Trigger warning: trauma, PTSD, grief, loss, discussion of sensitive and emotional topics. Please be aware that we will be discussing sensitive and emotional topics that could potentially be triggering or upsetting.



Have you ever wondered if your Sjögren's symptoms could be tied to past traumatic or stressful experiences?


Many people with Sjogren's have noticed that their symptoms first appeared after a traumatic experience or period of intense stress. In this blog, we’ll explore the connection between trauma and Sjogren's in a down-to-earth way. We'll share our experience working with clients, dive into the latest research on how trauma might impact autoimmune conditions like Sjögren's, and uncover the potential mechanisms behind this link. Finally, we'll discuss practical strategies and offer some hopeful solutions to help you manage both trauma and your Sjögren's symptoms.




Our experience with clients


Over the years, we've listened to countless stories from our clients with Sjögren's, and a common thread often emerges: pain, loss, and trauma. Many have shared that their symptoms began during or after intense periods of stress or traumatic experiences.


But it’s not just about how their symptoms started. Ongoing stress or revisiting past traumas can trigger flare-ups, making their Sjögren's symptoms worse.


It's clear from many client stories that trauma deeply affects the immune, hormonal and nervous systems, and can play a significant role in the development and progression of autoimmune conditions like Sjögren's.


But what does the research say about this connection?

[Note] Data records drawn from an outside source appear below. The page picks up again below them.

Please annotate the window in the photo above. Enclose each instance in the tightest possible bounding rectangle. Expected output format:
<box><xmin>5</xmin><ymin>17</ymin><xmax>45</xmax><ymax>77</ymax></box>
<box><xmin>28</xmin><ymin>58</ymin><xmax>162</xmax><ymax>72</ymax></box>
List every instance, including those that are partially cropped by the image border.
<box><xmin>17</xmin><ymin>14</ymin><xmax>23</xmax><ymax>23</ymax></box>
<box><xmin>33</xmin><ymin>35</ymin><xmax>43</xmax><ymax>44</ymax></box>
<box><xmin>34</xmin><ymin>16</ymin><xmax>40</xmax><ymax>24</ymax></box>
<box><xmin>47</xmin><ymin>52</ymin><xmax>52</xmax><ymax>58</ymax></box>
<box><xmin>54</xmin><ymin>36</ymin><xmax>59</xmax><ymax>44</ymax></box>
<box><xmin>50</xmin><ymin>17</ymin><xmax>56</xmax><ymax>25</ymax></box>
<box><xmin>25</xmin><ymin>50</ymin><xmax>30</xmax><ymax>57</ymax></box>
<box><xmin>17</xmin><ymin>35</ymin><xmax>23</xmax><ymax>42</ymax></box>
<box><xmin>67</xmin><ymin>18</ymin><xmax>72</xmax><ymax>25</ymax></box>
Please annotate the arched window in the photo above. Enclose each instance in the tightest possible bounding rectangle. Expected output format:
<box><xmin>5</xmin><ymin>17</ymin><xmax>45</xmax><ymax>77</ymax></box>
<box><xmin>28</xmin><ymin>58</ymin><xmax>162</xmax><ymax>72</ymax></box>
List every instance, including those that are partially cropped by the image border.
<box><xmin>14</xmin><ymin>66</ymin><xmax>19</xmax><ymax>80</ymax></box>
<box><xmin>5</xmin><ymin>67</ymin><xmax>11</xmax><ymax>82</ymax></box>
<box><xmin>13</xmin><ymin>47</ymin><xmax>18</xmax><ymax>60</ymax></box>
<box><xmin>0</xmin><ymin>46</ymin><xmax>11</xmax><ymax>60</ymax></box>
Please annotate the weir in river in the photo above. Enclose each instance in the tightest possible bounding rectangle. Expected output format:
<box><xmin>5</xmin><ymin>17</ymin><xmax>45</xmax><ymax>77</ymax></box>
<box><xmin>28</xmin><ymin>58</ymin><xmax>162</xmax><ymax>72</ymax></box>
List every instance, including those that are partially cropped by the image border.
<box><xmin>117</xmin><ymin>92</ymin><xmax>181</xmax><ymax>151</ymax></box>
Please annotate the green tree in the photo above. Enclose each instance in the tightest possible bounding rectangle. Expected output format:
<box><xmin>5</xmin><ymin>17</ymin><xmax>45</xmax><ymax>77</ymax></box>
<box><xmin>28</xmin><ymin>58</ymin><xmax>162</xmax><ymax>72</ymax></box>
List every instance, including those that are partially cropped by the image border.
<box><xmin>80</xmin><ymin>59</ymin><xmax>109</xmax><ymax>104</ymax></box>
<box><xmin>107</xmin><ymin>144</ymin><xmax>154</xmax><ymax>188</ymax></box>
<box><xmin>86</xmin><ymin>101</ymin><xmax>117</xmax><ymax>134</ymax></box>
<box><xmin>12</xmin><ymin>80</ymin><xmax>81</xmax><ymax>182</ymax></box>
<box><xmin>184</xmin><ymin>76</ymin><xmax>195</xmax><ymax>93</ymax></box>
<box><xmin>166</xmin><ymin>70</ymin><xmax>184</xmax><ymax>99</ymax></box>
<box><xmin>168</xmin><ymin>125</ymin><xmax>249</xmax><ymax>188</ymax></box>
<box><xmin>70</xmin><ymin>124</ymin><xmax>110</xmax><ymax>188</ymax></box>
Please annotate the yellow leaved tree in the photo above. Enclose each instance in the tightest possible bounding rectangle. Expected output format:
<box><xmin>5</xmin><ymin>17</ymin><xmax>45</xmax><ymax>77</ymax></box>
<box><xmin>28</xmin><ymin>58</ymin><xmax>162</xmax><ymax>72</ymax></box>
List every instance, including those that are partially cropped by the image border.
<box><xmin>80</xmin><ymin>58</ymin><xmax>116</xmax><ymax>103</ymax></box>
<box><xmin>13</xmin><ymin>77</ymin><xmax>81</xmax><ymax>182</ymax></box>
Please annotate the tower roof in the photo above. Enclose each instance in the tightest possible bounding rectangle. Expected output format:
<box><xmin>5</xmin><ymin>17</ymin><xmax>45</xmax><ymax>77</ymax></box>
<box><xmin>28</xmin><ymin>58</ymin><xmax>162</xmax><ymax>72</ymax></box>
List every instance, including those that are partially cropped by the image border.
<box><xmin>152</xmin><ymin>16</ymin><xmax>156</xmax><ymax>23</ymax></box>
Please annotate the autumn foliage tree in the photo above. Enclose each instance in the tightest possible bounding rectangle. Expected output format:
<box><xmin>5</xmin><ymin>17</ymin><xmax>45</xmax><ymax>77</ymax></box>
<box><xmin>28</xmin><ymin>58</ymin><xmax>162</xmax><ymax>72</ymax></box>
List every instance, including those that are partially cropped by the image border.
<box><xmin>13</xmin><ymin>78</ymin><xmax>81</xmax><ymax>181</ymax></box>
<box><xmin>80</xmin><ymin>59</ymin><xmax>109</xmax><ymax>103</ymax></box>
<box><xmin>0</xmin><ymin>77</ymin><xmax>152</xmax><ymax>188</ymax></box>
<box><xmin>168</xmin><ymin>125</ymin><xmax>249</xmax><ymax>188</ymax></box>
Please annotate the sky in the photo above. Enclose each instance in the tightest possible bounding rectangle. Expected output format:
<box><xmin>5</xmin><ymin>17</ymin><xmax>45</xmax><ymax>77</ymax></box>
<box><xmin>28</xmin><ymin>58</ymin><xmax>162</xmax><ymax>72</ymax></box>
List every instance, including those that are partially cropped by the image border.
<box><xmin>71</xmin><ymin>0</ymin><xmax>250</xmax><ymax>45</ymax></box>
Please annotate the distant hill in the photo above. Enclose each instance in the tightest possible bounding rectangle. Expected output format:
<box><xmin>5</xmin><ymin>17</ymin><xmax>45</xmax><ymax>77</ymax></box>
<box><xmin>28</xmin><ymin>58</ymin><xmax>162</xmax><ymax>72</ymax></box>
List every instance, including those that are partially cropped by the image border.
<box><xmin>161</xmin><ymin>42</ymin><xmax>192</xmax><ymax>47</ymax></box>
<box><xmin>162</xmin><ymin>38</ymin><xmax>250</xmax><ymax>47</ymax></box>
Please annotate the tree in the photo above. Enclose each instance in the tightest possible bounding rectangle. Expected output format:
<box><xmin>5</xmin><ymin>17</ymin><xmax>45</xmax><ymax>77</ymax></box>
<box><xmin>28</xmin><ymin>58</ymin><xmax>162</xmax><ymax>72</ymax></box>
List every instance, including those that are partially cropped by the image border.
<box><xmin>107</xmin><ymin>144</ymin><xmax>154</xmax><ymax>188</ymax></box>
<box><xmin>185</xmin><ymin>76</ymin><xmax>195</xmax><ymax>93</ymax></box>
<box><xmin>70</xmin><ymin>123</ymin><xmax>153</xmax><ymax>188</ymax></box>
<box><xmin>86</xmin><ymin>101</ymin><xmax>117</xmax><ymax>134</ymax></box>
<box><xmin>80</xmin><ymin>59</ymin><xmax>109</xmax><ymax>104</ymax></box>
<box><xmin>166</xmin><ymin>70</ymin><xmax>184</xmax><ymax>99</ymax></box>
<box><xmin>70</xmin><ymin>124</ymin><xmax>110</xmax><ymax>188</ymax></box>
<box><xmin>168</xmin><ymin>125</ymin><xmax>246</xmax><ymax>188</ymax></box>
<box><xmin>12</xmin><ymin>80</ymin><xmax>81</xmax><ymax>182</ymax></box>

What the latest research says about Sjogren's and trauma:


Recent research, like the 2024 study by Hsu et al., has looked into how trauma might link with Sjögren's syndrome. They followed 5,237 people over nine years to see how autoimmune diseases, including Sjögren’s, developed (Hsu et al., 2024).


Here’s what they found: People with a history of PTSD were significantly more likely to develop autoimmune conditions. In fact, they were six times more likely to develop Sjögren’s compared to those without PTSD. The study also noted that these individuals had nearly three times the risk of developing other autoimmune issues like thyroiditis or lupus.


And it gets even more interesting: The severity of PTSD symptoms played a big role too. The more intense the PTSD symptoms, the higher the risk of developing conditions like Sjögren’s. So, as PTSD symptoms worsened, the chances of developing autoimmune diseases increased accordingly.


This research underscores how deeply our mental health and immune system are connected, especially when it comes to trauma and conditions like Sjögren's.


Hsu et al.'s study, while among the most comprehensive on the connection between Sjögren's syndrome and PTSD, echoes findings from other research. Studies by Boscarino (2004), O'Donovan et al. (2015), and Song et al. (2018) have also highlighted how traumatic experiences can affect immune function and raise the risk of autoimmune diseases.




Types of traumatic experiences 


In our experience of working with clients with Sjögren’s, these are the most common traumatic and/or stressful experiences we have observed:   


  • Bereavement and Loss: The death of a loved one can be an incredibly stressful and emotionally traumatic experience. Grieving the loss of a close family member or friend may lead to chronic stress, which has been linked to immune system dysregulation and can be the mechanism behind the onset of autoimmune diseases.



Woman placing flowers on a grave
The death of a loved one can often be traumatic

  • Chronic Stress and Adversity: Persistent stressors such as financial difficulties, relationship problems, or work-related stress can take a toll on both physical and mental health. Chronic stress has been associated with increased inflammation and immune dysfunction, which may contribute to the onset or exacerbation of autoimmune conditions like Sjögren's syndrome.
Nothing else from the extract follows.